Congratulations. Your recent acquisitions -- including Wednesday's buyout of Everdream -- were all solid moves.
My 10 key recommendations in February included:
10. Visit CIOs and Apologize: I hear you've been on the road, listening to chief information officer feedback about Dell's hits -- and many misses -- over the past few years. That should buy you some goodwill as CIOs prepare their budgets for 2008. But you still need to improve enterprise support. Grade: B-
9. Focus: In February, your Website promoted "more than 20,000 different products." Today, your homepage is organized into clear product categories. That's a start, but it doesn't address item 8 on my list. Grade: B
8. Exit the TV Business: Prices for LCDs and plasmas continue to plummit but you remain in this business. I guess you want to be in consumers' living rooms. A far wiser move would be to emphasize digital signage -- you know, the LCD screens and related software displaying ads in retail stores, airports, etc. Grade: Incomplete
7. Get Serious About Open Source: You're really executing on this one. Dell's decision to load Ubuntu Linux on consumer PCs, and your Nov. 14 partnership with Sun prove your commitment to open source. Now, find a way to support all of the open source application providers doing business in Red Hat's online store. That's where the hot action is in the server market. Grade: B+
6. Get Serious About Networking: Actually, I take this piece of advice back. Don't push deeper into networking on your own. Cisco's (NASDAQ:CSCO) too strong. Simply resell more and more networking gear from other companies. Grade: Incomplete
5. Recruit More IT Consulting Partners: You've done this, indirectly, by acquiring Everdream, EqualLogic and Silverback. Now, do something dramatic. Hold a virtual conference online, inviting Everdream, EqualLogic and Silverback consultants to hear your partner strategy. Heck, I'd be happy to host it for you. Let attendees quiz you and Dell's executive team directly, without the press (or annoying bloggers like me) in the way.

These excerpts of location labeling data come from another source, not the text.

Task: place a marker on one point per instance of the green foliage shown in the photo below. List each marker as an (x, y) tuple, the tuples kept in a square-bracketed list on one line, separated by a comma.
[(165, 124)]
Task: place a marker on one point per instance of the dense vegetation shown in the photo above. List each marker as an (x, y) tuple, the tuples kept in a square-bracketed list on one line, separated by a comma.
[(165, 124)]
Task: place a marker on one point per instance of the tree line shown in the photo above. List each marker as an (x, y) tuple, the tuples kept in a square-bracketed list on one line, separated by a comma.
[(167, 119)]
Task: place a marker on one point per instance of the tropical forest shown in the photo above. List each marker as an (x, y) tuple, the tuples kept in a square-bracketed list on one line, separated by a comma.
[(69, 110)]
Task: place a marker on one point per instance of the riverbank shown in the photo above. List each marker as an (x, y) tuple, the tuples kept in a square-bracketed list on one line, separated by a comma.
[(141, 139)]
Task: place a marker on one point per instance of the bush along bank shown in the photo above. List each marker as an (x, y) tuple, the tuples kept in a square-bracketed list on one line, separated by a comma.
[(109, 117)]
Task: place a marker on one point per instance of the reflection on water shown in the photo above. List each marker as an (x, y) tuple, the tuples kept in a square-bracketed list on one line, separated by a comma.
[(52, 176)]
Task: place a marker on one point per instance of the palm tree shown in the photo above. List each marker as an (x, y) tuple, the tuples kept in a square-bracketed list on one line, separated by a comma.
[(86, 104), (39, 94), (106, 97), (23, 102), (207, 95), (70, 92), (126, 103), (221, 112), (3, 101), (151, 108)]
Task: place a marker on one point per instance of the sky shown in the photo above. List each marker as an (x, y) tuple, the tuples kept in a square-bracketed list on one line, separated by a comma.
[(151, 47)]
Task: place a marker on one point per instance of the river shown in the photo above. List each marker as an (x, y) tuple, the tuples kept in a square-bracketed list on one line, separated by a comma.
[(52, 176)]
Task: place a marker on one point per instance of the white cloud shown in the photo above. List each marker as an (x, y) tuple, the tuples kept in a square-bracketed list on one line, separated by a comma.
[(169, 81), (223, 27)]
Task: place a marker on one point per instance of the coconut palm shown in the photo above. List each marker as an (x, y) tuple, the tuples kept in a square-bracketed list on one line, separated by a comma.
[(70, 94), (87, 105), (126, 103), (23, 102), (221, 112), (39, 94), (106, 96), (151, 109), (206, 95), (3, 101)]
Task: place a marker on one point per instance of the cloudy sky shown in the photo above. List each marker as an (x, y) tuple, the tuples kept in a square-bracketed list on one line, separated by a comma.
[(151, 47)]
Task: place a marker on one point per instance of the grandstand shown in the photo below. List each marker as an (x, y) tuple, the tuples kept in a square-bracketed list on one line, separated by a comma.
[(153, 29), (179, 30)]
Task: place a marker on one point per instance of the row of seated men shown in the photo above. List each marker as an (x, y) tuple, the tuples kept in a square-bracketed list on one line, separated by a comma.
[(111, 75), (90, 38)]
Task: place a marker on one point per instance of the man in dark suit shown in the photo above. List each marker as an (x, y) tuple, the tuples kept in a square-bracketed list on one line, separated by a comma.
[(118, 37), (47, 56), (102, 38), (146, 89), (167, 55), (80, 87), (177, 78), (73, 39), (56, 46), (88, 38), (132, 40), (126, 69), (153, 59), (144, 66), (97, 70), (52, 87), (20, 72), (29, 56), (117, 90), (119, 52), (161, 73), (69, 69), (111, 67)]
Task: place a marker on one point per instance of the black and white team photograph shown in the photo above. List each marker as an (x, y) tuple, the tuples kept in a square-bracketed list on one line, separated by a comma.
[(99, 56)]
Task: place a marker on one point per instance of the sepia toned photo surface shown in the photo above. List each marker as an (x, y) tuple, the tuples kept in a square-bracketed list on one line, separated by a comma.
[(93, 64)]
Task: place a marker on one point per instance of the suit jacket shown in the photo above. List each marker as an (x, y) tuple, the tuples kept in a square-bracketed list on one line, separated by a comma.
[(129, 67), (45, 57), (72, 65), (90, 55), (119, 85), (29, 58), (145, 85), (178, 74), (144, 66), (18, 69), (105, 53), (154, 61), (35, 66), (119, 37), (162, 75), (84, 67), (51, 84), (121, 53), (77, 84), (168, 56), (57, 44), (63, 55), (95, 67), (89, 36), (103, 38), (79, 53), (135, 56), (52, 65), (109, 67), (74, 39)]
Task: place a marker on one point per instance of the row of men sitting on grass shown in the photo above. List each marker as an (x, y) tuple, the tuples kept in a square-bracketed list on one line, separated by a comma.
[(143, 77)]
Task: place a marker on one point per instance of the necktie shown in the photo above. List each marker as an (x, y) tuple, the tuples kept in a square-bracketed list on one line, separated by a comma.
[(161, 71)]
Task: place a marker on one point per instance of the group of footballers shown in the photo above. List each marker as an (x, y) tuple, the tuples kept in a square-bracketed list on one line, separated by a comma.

Then, hold a face-to-face channel summit in 2008. Celebrate your partners, listen to their fears, and address them head-on. Otherwise, many consultants will continue to distrust Dell. Grade: C
4. Call SAP (NYSE:SAP): I'm not sure how much progress you've made with big enterprise software companies that are pushing into smaller customer settings. Frankly, I'm willing to give you a pass on this one, since you've made so much progress with open source partners. Grade: Incomplete
3. Go Back to Your Dorm Room: I suggested you visit college campuses to get a feel for student's computing needs. You delivered colored notebooks. Yawn. Steve Jobs did back in the 1990s, didn't he? Apple and Google continue to innovate. I can't say the same for Dell yet. Grade: D
2. Cut Staff Fast: My point here was to make sure Dell gave employees clarity on their future very quickly. In May, you announced plans to cut 8,000 jobs but said the cuts would occur over the next year. Grade: Incomplete
1. Pay Shareholders A Dividend: I'm still waiting for mine. But I'm willing to delay the dividend if you plow revenue back into R&D, customer support and product quality. Grade: Incomplete
Bottom line: It's only been 10 months since you returned as Dell's CEO. You've made a lot of progress. But all of those incompletes show just how much work awaited you.